やべぇだの、勉強してない宣言だの、どうでもいいし聞いてて痛々しい事この上ない、勉強してないから点が低いのは当たり前とでも言いたいのか? バカと思われたくないなら勉強すればいいのに、本当に訳がわからない。
そんな自分は馬鹿じゃなくて勉強してないだけのリア充アピールを聞かなくていいと思うとやはり、気分がいい。彼らの会話は聞いてて何の意味もないものが多すぎる。あと声でかい。
無駄に騒ぐのはきっと、自己顕示欲とかの現れみたいな心理学的なものじゃなくて、単純に騒いでる自分が好きなだけなのだろう。『仲間と騒いでる俺は最高に青春してて誰よりも個性的に輝いてる』と勘違いしてるだけだ。学校には個性の意味を履き違えた奴が多すぎる。
とはいえ、そんな奴等を見て少しも羨ましくないと言えば嘘になる。そんな頭ではどうしようもないと分かってるものさえ羨ましくなるのだ、だから俺は青春学園モノのアニメは見れない。
「まぁ、異世界テンプレも嫌いだけど」
「何ぶつぶつ言ってるの?」
「一人言です気にしないでください」
「一人で話すんだったら私の話し相手にならないかしら?」
夏の直射日光の当たる縁側で汗一つかかず、涼しげに微笑む小春さんは、所謂亡霊だ。亡霊だからで片付けれる物事はかなりあるが今回も例に漏れず、小春さんは亡霊だから多少の暑さなんて関係無いのだろう。
しかし亡霊の癖にエアコンの冷暖房は嫌いなのだ。本人曰く、エアコンと部屋をどんなに掃除をしても埃っぽい臭いのする不快な風、らしい。その癖して扇風機はいけるのだから、完全に個人の好き嫌いだ。
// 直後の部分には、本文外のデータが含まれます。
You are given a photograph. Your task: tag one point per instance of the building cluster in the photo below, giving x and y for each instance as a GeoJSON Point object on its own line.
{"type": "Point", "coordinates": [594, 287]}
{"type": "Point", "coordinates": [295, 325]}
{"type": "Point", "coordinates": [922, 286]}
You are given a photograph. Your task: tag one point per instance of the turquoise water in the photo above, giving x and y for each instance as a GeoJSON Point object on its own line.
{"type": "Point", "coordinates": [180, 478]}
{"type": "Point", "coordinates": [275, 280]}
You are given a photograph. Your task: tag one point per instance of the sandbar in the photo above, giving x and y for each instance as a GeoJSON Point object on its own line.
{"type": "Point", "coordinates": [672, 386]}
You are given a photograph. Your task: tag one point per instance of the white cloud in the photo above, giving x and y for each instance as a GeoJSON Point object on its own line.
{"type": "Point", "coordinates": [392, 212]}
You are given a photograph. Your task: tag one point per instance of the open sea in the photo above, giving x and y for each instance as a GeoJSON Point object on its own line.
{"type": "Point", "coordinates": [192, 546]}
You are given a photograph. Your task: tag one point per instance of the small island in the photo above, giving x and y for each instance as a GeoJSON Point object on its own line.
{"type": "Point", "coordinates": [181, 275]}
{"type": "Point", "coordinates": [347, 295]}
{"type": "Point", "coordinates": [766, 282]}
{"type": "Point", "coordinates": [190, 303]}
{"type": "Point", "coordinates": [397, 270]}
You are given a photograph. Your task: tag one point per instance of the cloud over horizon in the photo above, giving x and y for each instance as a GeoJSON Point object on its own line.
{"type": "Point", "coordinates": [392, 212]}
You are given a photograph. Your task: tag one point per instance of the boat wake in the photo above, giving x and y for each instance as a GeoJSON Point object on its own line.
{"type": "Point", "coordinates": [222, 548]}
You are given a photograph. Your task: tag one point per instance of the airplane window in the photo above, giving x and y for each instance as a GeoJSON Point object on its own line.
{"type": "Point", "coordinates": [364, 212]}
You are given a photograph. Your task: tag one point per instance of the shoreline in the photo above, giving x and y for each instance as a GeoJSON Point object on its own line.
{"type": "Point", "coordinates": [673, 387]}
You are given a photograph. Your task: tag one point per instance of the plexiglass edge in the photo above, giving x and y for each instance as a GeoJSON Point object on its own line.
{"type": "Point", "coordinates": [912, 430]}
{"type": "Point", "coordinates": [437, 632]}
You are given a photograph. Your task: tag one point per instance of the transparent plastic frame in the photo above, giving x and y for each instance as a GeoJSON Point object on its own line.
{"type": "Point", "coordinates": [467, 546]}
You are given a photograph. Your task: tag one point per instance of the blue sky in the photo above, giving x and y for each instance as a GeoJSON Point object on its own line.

そして今日も今日とて、俺はその弊害に見舞われ、取り分け苦手な暑さに扇風機で対抗している。扇風機は直に風がきてチラシ見たりしてると鬱陶しいんだよ。
「そんなぐったりする程暑いかしら、今日」
「今日って言いますか、これからって言いますか、夏本番ですから暑いに決まってるじゃないですか」
「なら打ち水でもすればいいじゃない」
「今年のこの地域は予想以上に雨が少なかったみたいで、計画的断水あるかもで、我が家も水を貯めてる途中ですよ」
「ふーん、大変なのね」
最悪、九州のお婆ちゃんの家に避難しよう。どうせ近所付き合いもないし二ヶ月くらい家開けても問題ないだろ。そうなると小春さんなんだけど、家から出たとこ見たこと無いな。
「小春さんって家出れるんですか?」
「それは疑問、それとも出ていけって言う皮肉かしらね?」
「疑問ですよ」
「まぁ言われても一人じゃ出てけないけどね」
「まるで誰かとなら出ていけるみたいな言い方ですね」
てかそれなら最初に答え言えばいいのに。でもこの顔は確信犯だな、俺が追い出さないことを確信しておいて少し皮肉を言ってきたに違いない。
「貴方とならどこまでも」
「うわぁ、感動的ですね。で、真面目に答えてください」
「無粋ね、淑女の事をそんな風に根掘り葉掘り聞き出そうとするなんて」
「ハイハイ。で、どうなんですか?」
「貴方とならどこまでも」
「あっ……やっぱもういいです、無限ループしそうですし」
まぁ、避難は最終手段だし今は気にしなくていいか。それより今は生活用水の確保を優先すべきだな。
「ねぇ夏輝」
「何ですか?」
「どうして千秋が家の前まで来てるのかしら?」
「はい?」
「直ぐそこまできてるわよ」
なぜ千秋さんが俺の家に来るんだ。てかあの日との家ってわりかし俺の家から遠いはずだろ、考えられる理由としては幾つかあるが、取り敢えず俺の天敵がそこまで迫ってきてるらしい。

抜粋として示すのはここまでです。